What is Brazil, Russia, India, China And South Africa (BRICS)
Brazil, Russia, India, China and South Africa (BRICS) is an acronym for the combined economies of Brazil, Russia, India, China and South Africa. Economists at Goldman Sachs originally coined the term BRIC (without South Africa) in 2003. Analysts speculated that by 2050 these four economies would be the most dominant. South Africa was added to the list on April 13, 2011 creating "BRICS."
BREAKING DOWN Brazil, Russia, India, China And South Africa (BRICS)
As of 2011, five countries were among the fastest growing emerging markets. It's important to note that the Goldman Sachs thesis isn't that these countries are a political alliance (like the European Union) or a formal trading association. Instead, they have the potential to form a powerful economic bloc. Leaders from BRIC countries regularly attend summits together and often act in concert with each others’ interests.
Today, BRIC is also used as a more generic marketing term to refer to the four original emerging economies. Columbia University established a BRICLab that examines foreign, domestic, and financial policies of BRIC members.
Due to lower labor and production costs, many companies also cite BRICS as a source of foreign expansion opportunity.
Early Development of BRIC Thesis at Goldman Sachs
In 2001, the chairman of Goldman Sachs Asset Management Jim O’Niell noted that while global GDP was set to rise 1.7% in 2002, BRIC nations were forecasted to grow more quickly than the G7, the seven most advanced global economies. At the time the G7 included Canada, France, Germany, Italy, Japan, the United Kingdom and the United States. In O’Niell’s paper "Building Better Economic BRICs" he ran through four scenarios to measure and model out GDP. These were adjusted for purchasing power parity (PPP).
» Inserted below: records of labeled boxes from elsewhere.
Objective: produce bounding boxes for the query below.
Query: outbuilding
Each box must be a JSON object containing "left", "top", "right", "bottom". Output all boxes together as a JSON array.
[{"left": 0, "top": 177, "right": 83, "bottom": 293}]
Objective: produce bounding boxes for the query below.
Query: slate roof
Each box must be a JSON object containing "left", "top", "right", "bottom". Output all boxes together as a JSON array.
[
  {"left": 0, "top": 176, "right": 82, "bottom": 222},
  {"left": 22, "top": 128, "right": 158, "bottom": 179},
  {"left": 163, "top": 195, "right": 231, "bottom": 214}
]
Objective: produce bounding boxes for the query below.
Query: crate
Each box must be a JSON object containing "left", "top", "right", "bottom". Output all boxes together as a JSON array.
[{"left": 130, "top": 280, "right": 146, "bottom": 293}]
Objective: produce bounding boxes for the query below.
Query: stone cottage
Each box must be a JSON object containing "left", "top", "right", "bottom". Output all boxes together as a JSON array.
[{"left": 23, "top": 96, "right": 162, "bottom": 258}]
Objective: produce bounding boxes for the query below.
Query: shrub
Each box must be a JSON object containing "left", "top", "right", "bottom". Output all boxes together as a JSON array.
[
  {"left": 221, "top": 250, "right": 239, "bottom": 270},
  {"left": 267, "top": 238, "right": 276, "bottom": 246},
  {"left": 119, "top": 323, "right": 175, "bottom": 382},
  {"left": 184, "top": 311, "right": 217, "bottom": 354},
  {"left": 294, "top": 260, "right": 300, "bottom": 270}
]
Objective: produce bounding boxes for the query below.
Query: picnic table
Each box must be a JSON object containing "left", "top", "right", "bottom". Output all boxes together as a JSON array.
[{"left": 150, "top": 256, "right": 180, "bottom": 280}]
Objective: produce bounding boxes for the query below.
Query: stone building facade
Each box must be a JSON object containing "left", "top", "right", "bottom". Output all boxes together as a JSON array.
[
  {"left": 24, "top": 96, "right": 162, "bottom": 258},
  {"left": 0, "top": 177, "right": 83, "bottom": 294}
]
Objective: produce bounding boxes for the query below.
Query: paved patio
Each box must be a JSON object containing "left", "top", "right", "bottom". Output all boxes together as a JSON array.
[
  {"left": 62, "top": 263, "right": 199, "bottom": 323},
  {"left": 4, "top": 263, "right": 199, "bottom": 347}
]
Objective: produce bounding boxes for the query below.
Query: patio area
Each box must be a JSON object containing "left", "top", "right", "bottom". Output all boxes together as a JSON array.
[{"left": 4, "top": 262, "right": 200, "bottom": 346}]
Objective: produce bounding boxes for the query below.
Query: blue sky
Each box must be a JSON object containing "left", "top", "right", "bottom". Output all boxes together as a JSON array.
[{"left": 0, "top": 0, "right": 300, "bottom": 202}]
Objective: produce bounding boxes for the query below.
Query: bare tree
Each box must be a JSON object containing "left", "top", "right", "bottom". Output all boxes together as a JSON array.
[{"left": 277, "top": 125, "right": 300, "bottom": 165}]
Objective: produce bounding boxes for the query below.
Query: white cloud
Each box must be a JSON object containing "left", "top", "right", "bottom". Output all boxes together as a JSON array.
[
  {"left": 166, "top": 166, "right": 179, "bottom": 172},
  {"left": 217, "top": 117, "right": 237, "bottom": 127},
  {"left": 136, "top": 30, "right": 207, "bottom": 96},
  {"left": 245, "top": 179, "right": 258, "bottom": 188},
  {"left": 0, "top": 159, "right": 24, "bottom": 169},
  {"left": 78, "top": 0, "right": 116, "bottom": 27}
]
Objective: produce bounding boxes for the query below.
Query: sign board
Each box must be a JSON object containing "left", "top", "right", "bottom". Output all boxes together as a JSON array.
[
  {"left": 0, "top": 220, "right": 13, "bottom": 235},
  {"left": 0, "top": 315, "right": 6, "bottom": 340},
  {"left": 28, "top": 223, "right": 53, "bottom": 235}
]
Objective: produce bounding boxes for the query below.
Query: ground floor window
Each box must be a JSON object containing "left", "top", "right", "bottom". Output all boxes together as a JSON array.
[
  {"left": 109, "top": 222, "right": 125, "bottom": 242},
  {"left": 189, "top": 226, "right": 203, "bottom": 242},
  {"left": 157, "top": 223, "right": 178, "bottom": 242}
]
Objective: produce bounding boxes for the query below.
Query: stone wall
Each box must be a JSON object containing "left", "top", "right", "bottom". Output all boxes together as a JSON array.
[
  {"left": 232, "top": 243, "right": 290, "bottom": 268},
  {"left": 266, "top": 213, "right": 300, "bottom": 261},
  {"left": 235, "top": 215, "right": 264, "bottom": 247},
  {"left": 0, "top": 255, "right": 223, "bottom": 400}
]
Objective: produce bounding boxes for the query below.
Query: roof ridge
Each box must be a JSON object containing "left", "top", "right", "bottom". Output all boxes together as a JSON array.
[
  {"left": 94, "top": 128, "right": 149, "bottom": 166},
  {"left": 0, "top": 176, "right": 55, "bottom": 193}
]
In O’Niell’s scenarios, nominal GDP assumption for BRICs rises from the 2001 measurement of 8% in USD, to 14.2% -- or, when converted at PPP rates, 23.3% to 27.0%.
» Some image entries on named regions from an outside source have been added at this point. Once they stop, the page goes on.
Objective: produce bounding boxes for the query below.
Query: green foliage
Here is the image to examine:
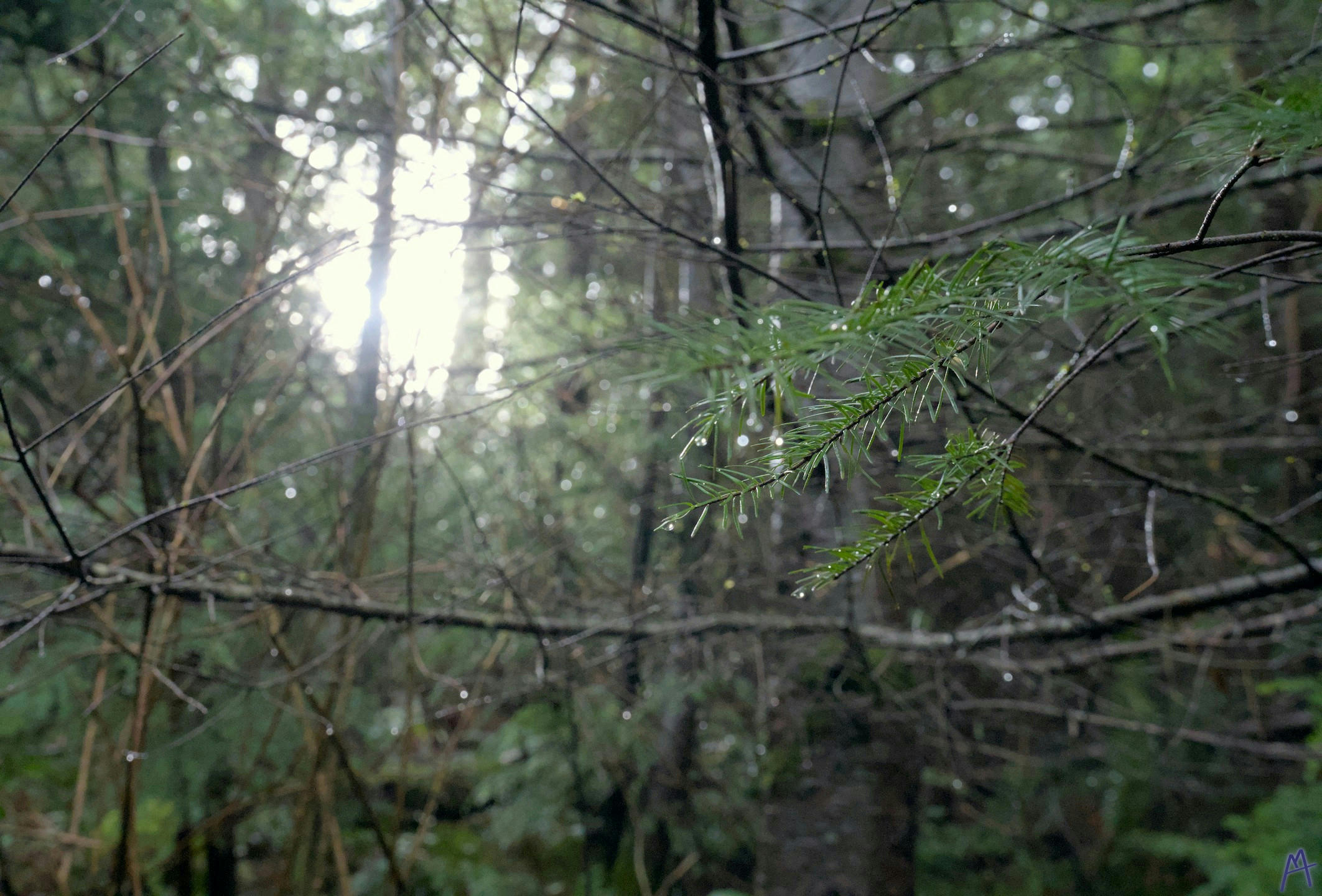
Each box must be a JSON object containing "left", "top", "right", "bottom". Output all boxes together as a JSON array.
[
  {"left": 1132, "top": 783, "right": 1322, "bottom": 896},
  {"left": 1196, "top": 65, "right": 1322, "bottom": 164}
]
In 2003 Dominic Wilson and Roopa Purushothaman followed up with their report "Dreaming with BRICs: The Path to 2050.” This was again published by Goldman Sachs. Wilson and Purushothaman claimed that by 2050 the BRIC cluster could grow to a size larger than the G7 (in USD), and the world’s largest economies would therefore look drastically different in four decades. I.e. the largest global economic powers no longer would be the richest, according to income per capita.
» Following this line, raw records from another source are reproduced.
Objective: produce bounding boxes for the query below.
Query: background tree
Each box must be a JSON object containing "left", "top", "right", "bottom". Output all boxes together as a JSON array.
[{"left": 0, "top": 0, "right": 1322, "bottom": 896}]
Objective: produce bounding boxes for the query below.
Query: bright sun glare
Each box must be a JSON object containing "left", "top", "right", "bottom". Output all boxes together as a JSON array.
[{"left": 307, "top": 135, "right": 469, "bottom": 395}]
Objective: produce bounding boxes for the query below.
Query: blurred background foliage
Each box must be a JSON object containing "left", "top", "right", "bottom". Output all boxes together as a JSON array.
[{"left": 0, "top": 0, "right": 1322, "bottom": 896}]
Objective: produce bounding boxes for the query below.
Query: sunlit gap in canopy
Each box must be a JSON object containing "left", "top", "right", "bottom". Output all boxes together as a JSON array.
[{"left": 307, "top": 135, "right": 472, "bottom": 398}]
In 2007 another report, "BRICs and Beyond" was published that centered on BRIC growth potential, along with the environmental impact of these growing economies and the sustainability of their rise. The report considered a Next 11, or N-11 (a term for eleven emerging economies), in relationship to the BRIC nations, as well as the overall ascendency of new global markets.